Tommy produced the doubtful pamphlet and showed it to him. He read it, dead-pan, until Martha said: ‘What do you think? I think it’s silly,’ when he reacted instantly with: ‘Naughty naughty Russians, so crude, aren’t they?’
‘It’s no use selling pamphlets that make people laugh.’
“They’d laugh out of the other side of their mouths if they had the Germans here.’
‘Yes, but we haven’t.’
‘Well, we’ll bring it up at the meeting and Daddy Anton will make a decision for us.’
Martha, confused, for Bill had always seemed to have respect for Anton, said: ‘Why, what’s wrong with Anton?’

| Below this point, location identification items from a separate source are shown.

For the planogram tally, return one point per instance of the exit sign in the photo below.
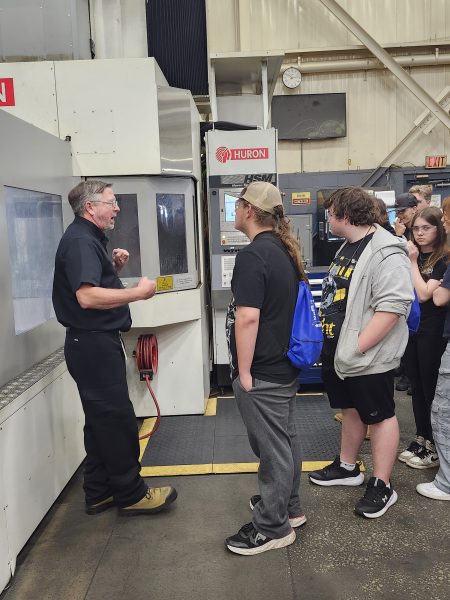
(436, 162)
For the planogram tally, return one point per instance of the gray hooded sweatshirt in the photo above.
(381, 282)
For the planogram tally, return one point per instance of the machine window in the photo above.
(126, 235)
(35, 226)
(171, 219)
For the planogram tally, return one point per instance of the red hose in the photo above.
(147, 364)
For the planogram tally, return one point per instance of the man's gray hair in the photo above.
(84, 191)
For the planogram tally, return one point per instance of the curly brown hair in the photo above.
(354, 204)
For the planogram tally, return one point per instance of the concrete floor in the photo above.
(180, 554)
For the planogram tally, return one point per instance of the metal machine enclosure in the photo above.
(41, 420)
(234, 159)
(127, 125)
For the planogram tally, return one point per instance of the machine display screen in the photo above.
(230, 208)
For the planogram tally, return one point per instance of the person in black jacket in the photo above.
(91, 302)
(259, 322)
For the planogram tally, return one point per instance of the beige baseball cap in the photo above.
(263, 195)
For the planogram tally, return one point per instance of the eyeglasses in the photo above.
(424, 228)
(112, 203)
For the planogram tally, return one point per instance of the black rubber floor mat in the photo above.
(222, 439)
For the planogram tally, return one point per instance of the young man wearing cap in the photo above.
(406, 207)
(259, 321)
(363, 313)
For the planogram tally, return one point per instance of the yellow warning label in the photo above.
(164, 283)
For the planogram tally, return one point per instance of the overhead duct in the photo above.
(368, 64)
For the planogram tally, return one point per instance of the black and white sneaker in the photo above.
(293, 521)
(334, 474)
(377, 499)
(425, 458)
(248, 541)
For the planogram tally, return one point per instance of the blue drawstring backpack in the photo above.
(413, 320)
(305, 344)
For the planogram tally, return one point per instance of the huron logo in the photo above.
(224, 154)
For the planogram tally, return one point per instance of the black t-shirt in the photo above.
(446, 284)
(432, 317)
(82, 258)
(264, 277)
(335, 288)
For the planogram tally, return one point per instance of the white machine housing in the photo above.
(41, 419)
(126, 125)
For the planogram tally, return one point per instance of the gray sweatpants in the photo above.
(440, 422)
(268, 413)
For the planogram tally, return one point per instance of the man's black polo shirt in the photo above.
(82, 258)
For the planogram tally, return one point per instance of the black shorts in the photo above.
(371, 395)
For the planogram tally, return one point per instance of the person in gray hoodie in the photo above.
(366, 299)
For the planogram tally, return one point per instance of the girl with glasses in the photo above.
(429, 254)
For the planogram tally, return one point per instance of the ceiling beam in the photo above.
(378, 51)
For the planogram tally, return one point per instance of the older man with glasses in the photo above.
(91, 302)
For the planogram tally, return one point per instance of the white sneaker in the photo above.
(417, 444)
(425, 458)
(431, 491)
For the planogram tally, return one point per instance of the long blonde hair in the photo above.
(282, 229)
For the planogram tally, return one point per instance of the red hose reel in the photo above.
(147, 364)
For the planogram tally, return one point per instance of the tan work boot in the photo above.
(155, 500)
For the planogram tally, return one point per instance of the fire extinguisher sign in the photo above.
(7, 92)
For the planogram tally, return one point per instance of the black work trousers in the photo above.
(96, 362)
(422, 359)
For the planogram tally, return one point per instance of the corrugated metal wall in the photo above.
(176, 31)
(244, 25)
(380, 110)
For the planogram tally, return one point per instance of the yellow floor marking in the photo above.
(211, 407)
(146, 427)
(221, 468)
(172, 470)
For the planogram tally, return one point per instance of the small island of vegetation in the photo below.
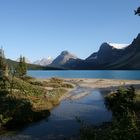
(24, 99)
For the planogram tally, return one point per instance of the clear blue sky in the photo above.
(41, 28)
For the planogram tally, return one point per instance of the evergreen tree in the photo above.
(22, 67)
(137, 12)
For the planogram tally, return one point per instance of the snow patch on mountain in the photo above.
(118, 46)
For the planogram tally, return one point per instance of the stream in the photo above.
(62, 122)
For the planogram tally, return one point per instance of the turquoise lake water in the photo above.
(107, 74)
(62, 123)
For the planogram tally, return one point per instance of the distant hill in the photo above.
(63, 58)
(110, 56)
(12, 63)
(44, 61)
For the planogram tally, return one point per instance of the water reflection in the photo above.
(62, 122)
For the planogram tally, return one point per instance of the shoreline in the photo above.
(89, 83)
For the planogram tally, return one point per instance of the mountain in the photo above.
(26, 60)
(44, 61)
(131, 59)
(111, 56)
(13, 64)
(63, 58)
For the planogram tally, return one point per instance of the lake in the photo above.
(106, 74)
(62, 121)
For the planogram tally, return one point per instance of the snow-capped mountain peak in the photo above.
(118, 46)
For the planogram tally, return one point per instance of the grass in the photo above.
(29, 100)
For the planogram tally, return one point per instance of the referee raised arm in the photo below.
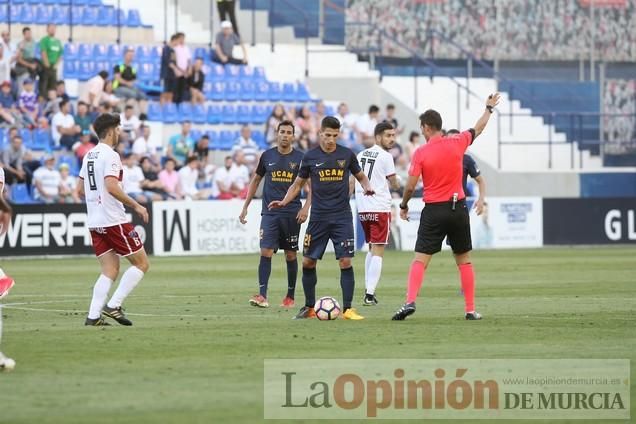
(439, 163)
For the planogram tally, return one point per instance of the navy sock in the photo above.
(348, 284)
(264, 270)
(292, 276)
(309, 286)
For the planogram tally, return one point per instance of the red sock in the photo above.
(416, 277)
(467, 276)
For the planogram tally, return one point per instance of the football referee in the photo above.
(439, 163)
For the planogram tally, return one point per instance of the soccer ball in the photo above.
(327, 308)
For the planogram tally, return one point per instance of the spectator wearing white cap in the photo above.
(224, 46)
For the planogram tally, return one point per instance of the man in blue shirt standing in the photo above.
(279, 227)
(328, 166)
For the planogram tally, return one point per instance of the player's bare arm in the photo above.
(364, 182)
(303, 213)
(113, 188)
(491, 102)
(292, 193)
(479, 203)
(409, 189)
(251, 191)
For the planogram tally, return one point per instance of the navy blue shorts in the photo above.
(338, 230)
(279, 232)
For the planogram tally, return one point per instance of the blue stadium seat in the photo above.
(41, 140)
(154, 112)
(70, 69)
(133, 19)
(248, 91)
(87, 70)
(262, 91)
(199, 115)
(232, 91)
(229, 115)
(20, 194)
(60, 15)
(106, 16)
(42, 15)
(275, 93)
(243, 114)
(289, 92)
(71, 51)
(89, 17)
(185, 112)
(170, 114)
(218, 91)
(85, 52)
(214, 114)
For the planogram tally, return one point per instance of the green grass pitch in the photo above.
(195, 353)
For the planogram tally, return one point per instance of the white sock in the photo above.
(128, 282)
(367, 261)
(375, 269)
(100, 293)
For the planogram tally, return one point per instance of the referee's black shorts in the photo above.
(439, 220)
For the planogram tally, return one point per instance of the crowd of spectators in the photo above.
(506, 30)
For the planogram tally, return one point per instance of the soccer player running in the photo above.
(328, 166)
(375, 211)
(439, 163)
(111, 233)
(279, 167)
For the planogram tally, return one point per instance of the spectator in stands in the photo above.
(52, 105)
(226, 10)
(60, 87)
(133, 181)
(68, 185)
(8, 112)
(83, 146)
(169, 178)
(277, 115)
(47, 181)
(365, 126)
(224, 46)
(64, 130)
(145, 146)
(307, 126)
(28, 103)
(168, 71)
(51, 50)
(413, 144)
(151, 180)
(183, 57)
(196, 81)
(181, 145)
(130, 123)
(188, 177)
(125, 78)
(26, 62)
(83, 119)
(93, 90)
(250, 149)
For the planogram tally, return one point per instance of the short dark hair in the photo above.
(104, 122)
(381, 127)
(286, 123)
(330, 122)
(431, 118)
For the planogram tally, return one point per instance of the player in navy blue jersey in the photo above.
(279, 167)
(328, 166)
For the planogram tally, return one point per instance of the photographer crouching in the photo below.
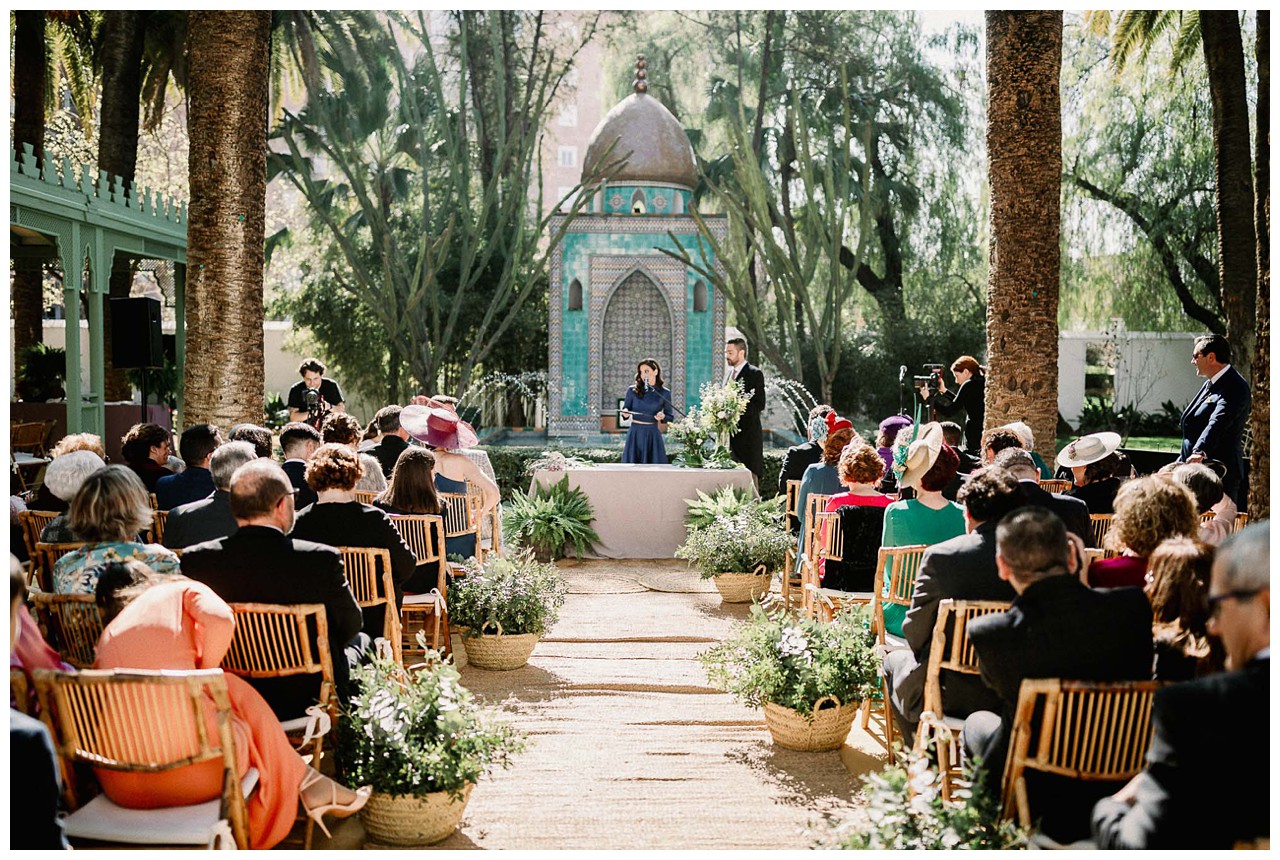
(312, 398)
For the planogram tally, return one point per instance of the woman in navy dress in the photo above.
(648, 403)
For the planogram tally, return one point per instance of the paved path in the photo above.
(629, 746)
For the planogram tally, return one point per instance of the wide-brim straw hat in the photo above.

Bill said, grinning: ‘But what on earth could be wrong with Daddy Anton?’ There was a personal implication in it, and she demanded: ‘What’s that in aid of?’ He shrugged and said airily: ‘Well, if you’ll move, I’ll take over now. You should be at the meeting, and you’d better be quick because it’s going to rain.’
‘You mean, I might get my feet wet?’
‘That’s right.’ But now, as he usually did, he gave in, and his aggression disappeared in a half-cajoling, half-comradely smile. ‘Run along, Comrade Matty.’
Tommy took up War and Peace and Bill pounced on it. ‘Well, well,’ he said, ‘why not T. S. Eliot?’
> ‘What’s the matter with War and Peace?’
‘You are a bourgeois, aren’t you? Why not T. S. Eliot while you’re about it.’ He began reciting: ‘April is the cruellest month, breeding lilacs out of the dead land.’
Martha listened critically: he missed nothing of it. She interrupted to ask: ‘If you despise it so much, why do you take the trouble to learn it by heart?’
‘That belongs to my decadent period. Thought you’d appreciate it. Ta ta.’
The street was hot and stuffy. The evening sky was loaded with black sulphurous clouds. A few large sparkling drops fell. She ran down the street as the storm broke, feeling the warm sting of the rain on her shoulders with acute pleasure.
By the time she reached the Sympathizers of Russia committee meeting it had already started and she was soaked.
They were discussing how to restore the status of the society, for as Anton had predicted, the episode with Jackie Bolton had caused all the respectable patrons to resign, including the Reverend Mr Gates who had had second thoughts. The policy, exactly the same now as it had been before, was being overseen by Boris Krueger, chairman, Betty Krueger, secretary, and a committee of people co-opted by them. Martha end Marjorie were on it with instructions to keep ‘an eye on the Trotskyists’. While the hostility between the Krueger faction and the communist faction was extreme, so that before or after meetings they could scarcely bring themselves to exchange more than the minimum of politeness, their political views, at least so far as this society was concerned, caused the work to go on much faster than it had in the past when the susceptibilities of the respectable had to be pandered to in the wording of every resolution. The Kruegers and Martha and Marjorie were in one way and another raising large sums for Russian Aid, and in addition were selling propaganda leaflets all over town in numbers which took them by surprise. When the meeting was over, Betty Krueger, who had been eyeing Martha with elaborate hostility throughout, suggested she had better go and change her dress before she caught cold. Martha had forgotten she was soaked, and said: ‘But I haven’t got time.’